Run the suite with python -m pytest -q. The tamper test is the one that matters: because record 1’s forged payload changes its hash, the prev_hash stored in record 2 no longer matches, and the verifier pinpoints seq 2 as the first break — proof that no downstream edit can conceal an upstream one.

A hash-chained ledger is what turns “we log everything” into evidence a regulator will accept. Under NAIC market-conduct examination standards, an insurer must demonstrate not merely that a decision was recorded but that the record is the original and unaltered. The chain provides exactly that assurance: any post-hoc modification to a settled figure, a coverage verdict, or a fraud referral is detectable and localizable, so the ledger’s integrity is a property that can be proven rather than asserted. Seal the terminal hash of each retention partition into a separate register before the partition is archived, and the entire history remains verifiable even after older partitions are moved to cold storage — satisfying market-conduct traceability without keeping the full chain hot indefinitely. Because records reference subjects by token rather than embedding personal data, the chain stays verifiable without turning the immutable ledger into a store of regulated PII.

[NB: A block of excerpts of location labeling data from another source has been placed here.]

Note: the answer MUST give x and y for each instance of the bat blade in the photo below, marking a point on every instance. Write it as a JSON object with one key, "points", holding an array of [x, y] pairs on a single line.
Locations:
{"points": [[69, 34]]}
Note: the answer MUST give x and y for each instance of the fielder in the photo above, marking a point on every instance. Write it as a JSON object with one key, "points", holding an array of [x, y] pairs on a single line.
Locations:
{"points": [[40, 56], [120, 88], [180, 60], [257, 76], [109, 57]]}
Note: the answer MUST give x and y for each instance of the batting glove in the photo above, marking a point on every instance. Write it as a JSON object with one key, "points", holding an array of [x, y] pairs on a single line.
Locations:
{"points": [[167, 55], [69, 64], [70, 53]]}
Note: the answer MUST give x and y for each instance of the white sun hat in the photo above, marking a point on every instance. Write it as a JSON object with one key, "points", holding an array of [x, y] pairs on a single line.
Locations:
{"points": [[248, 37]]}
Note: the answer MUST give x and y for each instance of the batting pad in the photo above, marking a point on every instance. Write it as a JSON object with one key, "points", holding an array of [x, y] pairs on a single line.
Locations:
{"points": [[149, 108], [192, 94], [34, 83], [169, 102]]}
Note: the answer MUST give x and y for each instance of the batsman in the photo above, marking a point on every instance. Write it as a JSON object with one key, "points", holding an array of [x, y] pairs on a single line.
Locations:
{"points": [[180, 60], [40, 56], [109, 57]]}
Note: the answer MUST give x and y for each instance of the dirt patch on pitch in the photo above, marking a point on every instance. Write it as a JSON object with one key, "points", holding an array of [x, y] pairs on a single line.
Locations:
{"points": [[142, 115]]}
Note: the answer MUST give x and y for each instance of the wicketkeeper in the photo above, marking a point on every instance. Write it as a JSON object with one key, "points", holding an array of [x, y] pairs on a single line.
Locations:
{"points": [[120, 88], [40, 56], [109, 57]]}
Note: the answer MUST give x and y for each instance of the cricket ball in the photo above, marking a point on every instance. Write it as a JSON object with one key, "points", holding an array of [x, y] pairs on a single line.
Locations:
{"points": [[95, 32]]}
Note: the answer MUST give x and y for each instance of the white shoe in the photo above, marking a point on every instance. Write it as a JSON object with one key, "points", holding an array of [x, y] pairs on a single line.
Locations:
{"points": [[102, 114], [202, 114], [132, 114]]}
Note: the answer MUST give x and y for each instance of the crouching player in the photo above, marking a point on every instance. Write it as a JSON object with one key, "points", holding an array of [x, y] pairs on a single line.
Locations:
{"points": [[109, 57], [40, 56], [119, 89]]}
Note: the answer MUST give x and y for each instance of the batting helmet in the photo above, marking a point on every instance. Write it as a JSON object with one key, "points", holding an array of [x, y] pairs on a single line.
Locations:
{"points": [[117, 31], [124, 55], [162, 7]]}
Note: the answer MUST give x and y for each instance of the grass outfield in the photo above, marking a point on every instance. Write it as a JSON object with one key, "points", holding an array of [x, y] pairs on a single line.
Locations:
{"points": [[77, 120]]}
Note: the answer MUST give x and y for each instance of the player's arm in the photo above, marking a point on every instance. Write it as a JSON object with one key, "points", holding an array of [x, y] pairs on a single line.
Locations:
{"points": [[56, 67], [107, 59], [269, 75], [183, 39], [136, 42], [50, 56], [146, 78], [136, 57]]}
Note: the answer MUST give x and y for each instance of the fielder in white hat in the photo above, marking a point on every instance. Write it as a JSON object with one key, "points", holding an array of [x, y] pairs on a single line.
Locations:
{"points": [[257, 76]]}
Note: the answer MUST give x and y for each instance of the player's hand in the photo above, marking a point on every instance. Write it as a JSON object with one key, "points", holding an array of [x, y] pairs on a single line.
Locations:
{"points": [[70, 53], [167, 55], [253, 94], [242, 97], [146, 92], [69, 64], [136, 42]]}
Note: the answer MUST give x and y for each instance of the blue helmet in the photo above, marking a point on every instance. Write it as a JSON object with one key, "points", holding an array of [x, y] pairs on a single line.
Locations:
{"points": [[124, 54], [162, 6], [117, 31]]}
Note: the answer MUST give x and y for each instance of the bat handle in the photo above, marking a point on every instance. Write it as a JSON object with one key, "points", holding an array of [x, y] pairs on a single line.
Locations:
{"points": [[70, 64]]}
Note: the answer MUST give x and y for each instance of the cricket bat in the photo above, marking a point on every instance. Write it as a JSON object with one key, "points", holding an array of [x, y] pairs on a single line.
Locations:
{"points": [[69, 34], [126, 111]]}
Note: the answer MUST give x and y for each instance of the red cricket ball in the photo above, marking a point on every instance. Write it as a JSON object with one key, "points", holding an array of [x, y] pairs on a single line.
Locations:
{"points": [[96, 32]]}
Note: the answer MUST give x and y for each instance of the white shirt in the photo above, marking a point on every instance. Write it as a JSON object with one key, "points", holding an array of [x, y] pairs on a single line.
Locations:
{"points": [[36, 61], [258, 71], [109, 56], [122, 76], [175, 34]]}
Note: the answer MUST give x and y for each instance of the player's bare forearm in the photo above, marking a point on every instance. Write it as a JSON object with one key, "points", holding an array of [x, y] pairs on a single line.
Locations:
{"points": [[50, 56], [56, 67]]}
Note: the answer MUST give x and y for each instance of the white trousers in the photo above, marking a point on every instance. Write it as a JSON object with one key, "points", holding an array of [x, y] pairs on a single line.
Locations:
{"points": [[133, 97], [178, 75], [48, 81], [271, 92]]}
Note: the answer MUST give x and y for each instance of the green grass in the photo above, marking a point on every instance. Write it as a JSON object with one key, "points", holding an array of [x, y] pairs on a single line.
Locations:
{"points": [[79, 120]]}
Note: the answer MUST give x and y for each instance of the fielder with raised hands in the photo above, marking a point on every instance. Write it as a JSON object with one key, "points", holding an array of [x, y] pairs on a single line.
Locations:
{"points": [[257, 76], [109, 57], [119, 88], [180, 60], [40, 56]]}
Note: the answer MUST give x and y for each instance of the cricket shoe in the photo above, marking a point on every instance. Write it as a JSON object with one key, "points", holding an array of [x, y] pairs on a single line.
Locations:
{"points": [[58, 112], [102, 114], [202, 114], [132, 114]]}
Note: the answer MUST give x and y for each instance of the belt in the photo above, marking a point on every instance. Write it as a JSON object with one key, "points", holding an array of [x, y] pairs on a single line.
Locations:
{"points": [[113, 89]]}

  • Phantom breaks on untouched records. Symptom: verification fails on records no one edited. Cause: non-deterministic serialization — a float leaked in, or two producers ordered keys differently. Fix: route every hash through canonical_bytes with sort_keys=True and the Decimal-to-string default hook; forbid float in payloads upstream.
  • Chain verifies but should not. Symptom: a known-altered record passes. Cause: the verifier compared stored hashes to each other instead of recomputing from the payload. Fix: always recompute compute_hash() from the record’s own payload and feed that forward as the expected prev_hash.
  • Genesis mismatch. Symptom: the very first record fails verification. Cause: the writer seeded prev_hash with an empty string or None while the verifier expects the 64-zero sentinel. Fix: standardize on a single GENESIS_HASH constant shared by writer and verifier.
  • Trailing-cent loss. Symptom: Decimal("6550.00") and Decimal("6550.0") hash differently after a round-trip. Cause: a serializer normalized the scale. Fix: render with format(value, "f") and never pass currency through float or str(Decimal(...).normalize()).
  • Retention delete breaks history. Symptom: verification fails after records expire. Cause: a row-level delete inside the chain. Fix: partition by retention window, seal each partition’s terminal hash into a register, and expire whole partitions rather than individual records.